L’épidémie de coronavirus est particulièrement dangereuse pour certaines catégories de la population comme les personnes âgées et les patients atteints de maladie chronique. Plusieurs médecins font le point dans la presse alors qu’une procédure d’arrêt de travail simplifiée est mise en place pour les personnes vulnérables considérées comme « à risque ».

L’épidémie de coronavirus est particulièrement dangereuse pour certaines catégories de la population comme les personnes âgées et les patients atteints de maladie chronique. Plusieurs médecins font le point dans la presse alors qu’une procédure d’arrêt de travail simplifiée est mise en place pour les personnes vulnérables considérées comme « à risque ».

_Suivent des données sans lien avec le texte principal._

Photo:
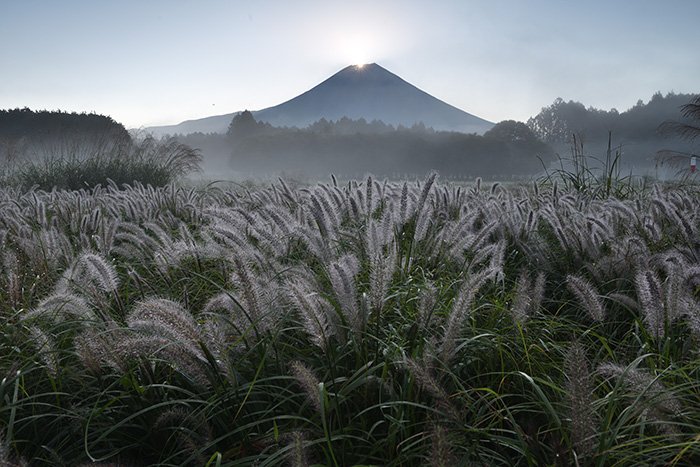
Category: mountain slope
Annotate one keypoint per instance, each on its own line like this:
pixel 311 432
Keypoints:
pixel 369 91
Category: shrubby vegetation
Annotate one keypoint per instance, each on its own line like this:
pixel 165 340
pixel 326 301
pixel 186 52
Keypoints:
pixel 354 147
pixel 61 150
pixel 365 323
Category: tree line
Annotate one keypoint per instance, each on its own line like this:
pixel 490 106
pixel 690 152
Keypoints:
pixel 354 147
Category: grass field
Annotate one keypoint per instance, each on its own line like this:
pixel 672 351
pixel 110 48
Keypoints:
pixel 368 323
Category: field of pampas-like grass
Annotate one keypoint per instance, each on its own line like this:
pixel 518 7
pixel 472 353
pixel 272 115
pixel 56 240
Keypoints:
pixel 359 323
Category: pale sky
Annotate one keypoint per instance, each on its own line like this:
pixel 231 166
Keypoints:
pixel 164 61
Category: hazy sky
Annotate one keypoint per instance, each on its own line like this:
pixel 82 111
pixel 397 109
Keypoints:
pixel 152 62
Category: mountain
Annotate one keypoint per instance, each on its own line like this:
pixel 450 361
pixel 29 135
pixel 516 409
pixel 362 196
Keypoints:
pixel 357 91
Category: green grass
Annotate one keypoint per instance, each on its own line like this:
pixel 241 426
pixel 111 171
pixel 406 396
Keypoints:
pixel 420 325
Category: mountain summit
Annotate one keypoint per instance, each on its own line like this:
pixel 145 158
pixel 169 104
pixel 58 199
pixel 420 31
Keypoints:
pixel 357 91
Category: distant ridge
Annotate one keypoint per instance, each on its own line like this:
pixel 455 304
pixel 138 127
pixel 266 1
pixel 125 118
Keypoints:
pixel 357 91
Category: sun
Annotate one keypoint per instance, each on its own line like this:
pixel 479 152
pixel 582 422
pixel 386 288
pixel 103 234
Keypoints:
pixel 356 50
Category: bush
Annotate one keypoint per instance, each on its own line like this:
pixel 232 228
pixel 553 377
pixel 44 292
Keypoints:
pixel 149 162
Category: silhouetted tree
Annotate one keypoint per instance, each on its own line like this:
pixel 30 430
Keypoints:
pixel 691 111
pixel 244 124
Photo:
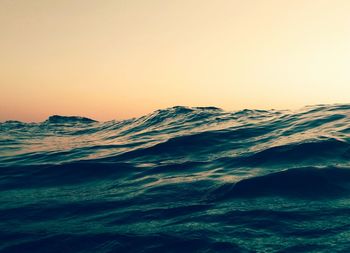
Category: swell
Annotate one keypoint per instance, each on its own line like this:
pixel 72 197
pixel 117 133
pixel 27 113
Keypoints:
pixel 197 179
pixel 308 182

Restez chez vous ! Le message de confinement doit être respecté pour tenter d’endiguer la propagation du coronavirus. Dans les médias, les pouvoirs publics et les autorités sanitaires ne cessent de répéter les conseils de vigilance et de rappeler les gestes barrières nécessaires.
Parallèlement, dans la presse, les professionnels de santé expliquent les dangers de la contamination pour les populations à risque. Sur Europe 1, le docteur Boris Hansel, diabétologue à l’hôpital Bichat à Paris, a détaillé la situation des personnes diabétiques. Pour lui, « si les diabétiques ne risquent pas plus que les autres de contracter le virus, en revanche, ils ont un risque d’infection sévère plus élevé », explique le praticien. Le diabétologue précise que le risque d’infection sévère et de décès est même multiplié par un chiffre compris « entre deux et trois ».
Pour lui, l’obésité massive est « un facteur de risques à lui seul ». « Les personnes avec un indice de masse corporelle très élevé ont elles aussi une augmentation du risque », indique le diabétologue. Logiquement, les personnes diabétiques, en situation d’obésité de surcroît, sont particulièrement vulnérables.



Un IMC supérieur à 40

En milieu de semaine, le Haut Conseil de la santé publique a clarifié la liste des populations les plus vulnérables. En premier lieu, les personnes âgées. Le professeur Yazdan Yazdanpanah, chef du service de maladies infectieuses de l’hôpital Bichat, a indiqué au Figaro que « plus de la moitié des personnes en réanimation ont plus de 60 ans ».
Pour les autorités sanitaires, on le sait, souffrir d’une pathologie chronique augmente également le risque : insuffisance rénale, cardiaque, hypertension artérielle ou autres antécédents cardiovasculaires, déficience immunitaire, cancer, etc.
Selon le Haut Conseil de la santé publique, les personnes obèses – avec indice de masse corporelle supérieur à 40 kilos/m² – sont aussi vulnérables. Si le risque est encore en mesurer avec précision, le professeur Yazdanpanah a expliqué que « plusieurs jeunes en surpoids ou obèses se trouvaient en réanimation en France ».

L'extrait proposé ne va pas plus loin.